HTTPX AWS Sigv4 plugin - Use cases

httpx v0.12.0 ships with new plugins to authenticate requests using AWS Sigv4 signatures.

AWS Sigv4 is how requests are authenticated when using AWS services, such as when a file is uploaded to an S3 private bucket, or a message is pushed to an SQS queue (if you’re using awscli or any of the SDKs, they’re doing it for you). It’s well specified, and is not a proprietary protocol, and Google Cloud Services is known to support it, along with other cloud providers, so it’s the de-facto way of authenticating with cloud services APIs.

This feature was inspired by a recently integrated, similar feature in cURL, and was driven both by curiosity (what can I say, I’m a protocol sucker), and also by thinking about how httpx could be used to improve cloud-based workflows.

aws-sdk, fog

In the ruby ecosystem, both aws-sdk (the official AWS-supported ruby AWS SDK) and fog (multi cloud provider library, also supports some AWS services) already provide integration with some of the aforementioned cloud services.

Both are organized the same way:

  • full functionality is spread all over different gems (aws-sdk-core, aws-sdk-s3, fog-aws…);
  • API interactions are “hidden” behind Ruby object façades:
    • fog example: directory.files.create(key: 'user/1/Gemfile', body: File.open('Gemfile')
    • aws-sdk example : s3.buckets.create('my-bucket')
  • “mocking” method calls is a library feature;

Both are well-tested, mature and complete (for each use-case) implementations.

These plugins aren’t supposed to replace them.
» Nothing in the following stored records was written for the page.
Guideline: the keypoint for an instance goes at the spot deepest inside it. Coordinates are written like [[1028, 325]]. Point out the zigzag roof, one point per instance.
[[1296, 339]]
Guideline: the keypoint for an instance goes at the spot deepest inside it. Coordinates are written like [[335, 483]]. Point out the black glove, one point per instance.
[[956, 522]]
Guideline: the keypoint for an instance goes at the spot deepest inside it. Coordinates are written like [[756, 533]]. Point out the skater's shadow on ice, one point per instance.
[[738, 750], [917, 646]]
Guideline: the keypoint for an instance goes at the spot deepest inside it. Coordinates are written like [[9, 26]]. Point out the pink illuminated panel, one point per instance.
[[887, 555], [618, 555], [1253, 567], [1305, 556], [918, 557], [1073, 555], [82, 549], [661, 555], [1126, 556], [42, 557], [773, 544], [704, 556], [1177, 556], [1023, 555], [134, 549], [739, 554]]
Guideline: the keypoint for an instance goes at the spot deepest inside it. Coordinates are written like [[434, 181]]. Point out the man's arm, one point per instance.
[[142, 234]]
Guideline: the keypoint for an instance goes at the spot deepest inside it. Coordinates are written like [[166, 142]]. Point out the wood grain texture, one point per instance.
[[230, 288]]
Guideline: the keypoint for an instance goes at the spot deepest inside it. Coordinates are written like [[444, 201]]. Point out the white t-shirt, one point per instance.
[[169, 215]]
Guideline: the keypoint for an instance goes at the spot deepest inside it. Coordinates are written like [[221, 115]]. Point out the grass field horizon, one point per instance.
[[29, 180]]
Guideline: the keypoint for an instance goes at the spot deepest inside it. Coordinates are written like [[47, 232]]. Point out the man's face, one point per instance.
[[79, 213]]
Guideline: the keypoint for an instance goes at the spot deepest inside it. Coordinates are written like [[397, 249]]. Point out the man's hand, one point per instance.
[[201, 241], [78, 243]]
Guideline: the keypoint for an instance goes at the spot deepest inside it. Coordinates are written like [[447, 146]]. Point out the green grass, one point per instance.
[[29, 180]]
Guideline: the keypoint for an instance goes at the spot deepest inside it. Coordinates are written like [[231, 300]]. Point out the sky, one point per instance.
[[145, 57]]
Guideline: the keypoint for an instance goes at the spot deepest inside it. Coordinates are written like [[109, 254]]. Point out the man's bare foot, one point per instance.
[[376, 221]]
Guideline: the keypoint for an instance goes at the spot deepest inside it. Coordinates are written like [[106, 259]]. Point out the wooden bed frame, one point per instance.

If they work well for you, by all means, keep using them.

So what are they for?

It’s only HTTP, but I like it!

Mick Jagger

All of these cloud providers serve their customers via HTTP APIs, and most of them provide SDKs, in their chosen batch of supported programming languages. For instance, AWS supports aws-sdk for ruby, boto3 for python, awssdk for Java, and the list goes on. They all interface with the same HTTP APIs.

These SDKs tend to be idiomatic to the language, hence ruby’s is pretty much dominated by object oriented APIs, with its own sack of exceptions, result object… The devil is in the details documentation.

These SDKs do achieve the goal of lowering the entry barrier: most developers will much rather have an SDK with proper IDE integration and autocomplete hints, than spend their time searching in the API documentation for the correct URLs and mime type formats. They won’t care if the extra layer means they will miss on batching some work, or are going through many hops, as longs as it works and they can close that Jira ticket.

But some developers live on the wire. They know how HTTP works. They won’t need the extra layer. Some just get it. They know s3.buckets.create('my-bucket') means PUT https://my-bucket.s3.amazonaws.com. Some of them probably need to know it: given an organization with certain scale, every extra hop might mean a christmas bonus for Jeff Bezos (or birthday present, because as we all know, Bezos is Jesus in disguise).

Jeff Bezos

This plugin is for them!

http = HTTPX.plugin(:aws_sdk_authentication)
http.aws_sdk_authentication(service: "s3")
    .put("https://my-bucket.s3.amazonaws.com") # there's your S3 bucket

0 to 1, 1 to many

I’ve worked in certain stacks which only use S3. In such cases, it might seem a bit overkill to use the SDKs, although YMMV.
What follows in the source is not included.